In 1994, he joined Rational Software, where he worked with Ivar Jacobson and Grady Booch ("the Three Amigos") to develop Unified Modeling Language (UML). Later they merged their software development methologies, OMT, OOSE and Booch into the Rational Unified Process (RUP). In 2003 he moved to IBM, after its acquisition of Rational Software. He retired in 2006.

He has two grown up children and (in 2009) lived in Saratoga, California with his wife, Madeline Morrow.

== Work ==
Rumbaugh's main research interests are formal description languages, "semantics of computation, tools for programming productivity, and applications using complex algorithms and data structures".

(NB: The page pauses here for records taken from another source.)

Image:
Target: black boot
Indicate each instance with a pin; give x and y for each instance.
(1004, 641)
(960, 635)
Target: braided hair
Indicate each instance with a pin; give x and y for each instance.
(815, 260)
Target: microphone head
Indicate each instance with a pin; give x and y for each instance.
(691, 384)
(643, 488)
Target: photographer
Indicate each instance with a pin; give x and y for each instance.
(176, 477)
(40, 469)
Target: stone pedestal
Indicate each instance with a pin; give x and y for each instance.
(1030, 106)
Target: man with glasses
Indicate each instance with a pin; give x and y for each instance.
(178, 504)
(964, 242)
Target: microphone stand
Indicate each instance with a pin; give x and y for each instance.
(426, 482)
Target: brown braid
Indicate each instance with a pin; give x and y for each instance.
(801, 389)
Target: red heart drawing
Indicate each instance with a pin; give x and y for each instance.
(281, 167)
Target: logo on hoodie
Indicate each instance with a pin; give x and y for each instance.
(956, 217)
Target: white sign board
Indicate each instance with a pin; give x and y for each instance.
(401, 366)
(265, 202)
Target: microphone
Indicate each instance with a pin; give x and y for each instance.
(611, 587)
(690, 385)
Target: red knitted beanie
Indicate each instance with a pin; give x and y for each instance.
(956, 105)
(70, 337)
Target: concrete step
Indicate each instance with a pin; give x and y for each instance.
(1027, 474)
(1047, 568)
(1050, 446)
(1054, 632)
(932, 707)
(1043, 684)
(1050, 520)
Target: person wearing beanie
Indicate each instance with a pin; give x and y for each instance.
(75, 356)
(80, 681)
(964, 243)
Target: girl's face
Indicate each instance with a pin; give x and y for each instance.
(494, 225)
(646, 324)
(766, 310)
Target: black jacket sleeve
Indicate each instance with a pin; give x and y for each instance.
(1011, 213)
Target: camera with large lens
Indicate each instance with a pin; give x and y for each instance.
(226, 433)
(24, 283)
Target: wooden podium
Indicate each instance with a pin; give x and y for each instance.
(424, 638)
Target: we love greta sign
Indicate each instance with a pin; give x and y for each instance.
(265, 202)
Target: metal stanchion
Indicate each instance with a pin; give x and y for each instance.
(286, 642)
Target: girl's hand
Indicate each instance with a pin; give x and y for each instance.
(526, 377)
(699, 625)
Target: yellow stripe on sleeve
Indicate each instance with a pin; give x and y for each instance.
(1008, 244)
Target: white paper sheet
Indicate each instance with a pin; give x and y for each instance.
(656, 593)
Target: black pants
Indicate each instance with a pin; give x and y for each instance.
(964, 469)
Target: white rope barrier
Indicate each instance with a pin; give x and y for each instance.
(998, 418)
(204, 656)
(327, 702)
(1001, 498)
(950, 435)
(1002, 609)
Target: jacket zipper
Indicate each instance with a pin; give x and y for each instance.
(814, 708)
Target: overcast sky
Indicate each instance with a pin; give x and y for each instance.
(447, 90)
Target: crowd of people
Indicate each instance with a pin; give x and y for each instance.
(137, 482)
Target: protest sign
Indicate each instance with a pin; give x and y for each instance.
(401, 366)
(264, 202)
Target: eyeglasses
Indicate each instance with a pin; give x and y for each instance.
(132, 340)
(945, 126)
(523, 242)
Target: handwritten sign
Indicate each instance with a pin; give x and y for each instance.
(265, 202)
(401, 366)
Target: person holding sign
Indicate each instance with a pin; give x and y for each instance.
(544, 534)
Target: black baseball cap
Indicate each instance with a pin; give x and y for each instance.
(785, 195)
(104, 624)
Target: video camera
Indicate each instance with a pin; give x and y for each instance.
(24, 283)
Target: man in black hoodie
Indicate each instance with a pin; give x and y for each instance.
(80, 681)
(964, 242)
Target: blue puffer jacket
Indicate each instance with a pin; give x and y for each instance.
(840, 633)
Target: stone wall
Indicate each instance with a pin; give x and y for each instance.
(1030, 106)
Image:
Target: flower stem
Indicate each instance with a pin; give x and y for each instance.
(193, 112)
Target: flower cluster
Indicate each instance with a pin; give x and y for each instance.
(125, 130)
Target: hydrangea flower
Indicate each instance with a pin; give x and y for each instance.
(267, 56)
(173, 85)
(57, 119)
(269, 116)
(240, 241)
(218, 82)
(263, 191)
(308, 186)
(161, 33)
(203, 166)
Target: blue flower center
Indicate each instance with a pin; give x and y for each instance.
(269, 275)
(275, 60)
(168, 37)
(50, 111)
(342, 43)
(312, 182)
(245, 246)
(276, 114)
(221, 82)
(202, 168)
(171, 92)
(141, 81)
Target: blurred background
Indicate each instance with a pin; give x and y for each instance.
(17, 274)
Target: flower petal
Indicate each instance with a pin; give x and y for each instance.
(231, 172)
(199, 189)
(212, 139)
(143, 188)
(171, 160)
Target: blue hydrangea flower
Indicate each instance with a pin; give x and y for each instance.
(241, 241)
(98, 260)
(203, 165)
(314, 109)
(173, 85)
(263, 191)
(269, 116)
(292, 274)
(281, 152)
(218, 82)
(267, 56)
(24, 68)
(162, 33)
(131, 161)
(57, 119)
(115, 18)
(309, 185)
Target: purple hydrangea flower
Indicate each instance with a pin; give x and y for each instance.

In his graduate work at MIT, Rumbaugh contributed to the development of data flow computer architecture. His thesis described parallel programming language, parallel processor computer and a basis for a network architecture, which orients itself at data flow. Rumbaugh made further contributions to Object Modeling Technique, IDEF4, the Rational Unified Process and Unified Modeling Language.

== Publications ==
Rumbaugh has written a number of books about UML and RUP together with Ivar Jacobson and Grady Booch. A selection includes:

- 1975. A Parallel Asynchronous Computer Architecture For Data Flow Programs. MIT thesis
- 1991. Object-Oriented Modeling and Design. With others. Prentice Hall, ISBN 0-13-629841-9.
- 1996. OMT insights : perspectives on modeling from the Journal of Object-Oriented Programming. Foreword by James Coplien.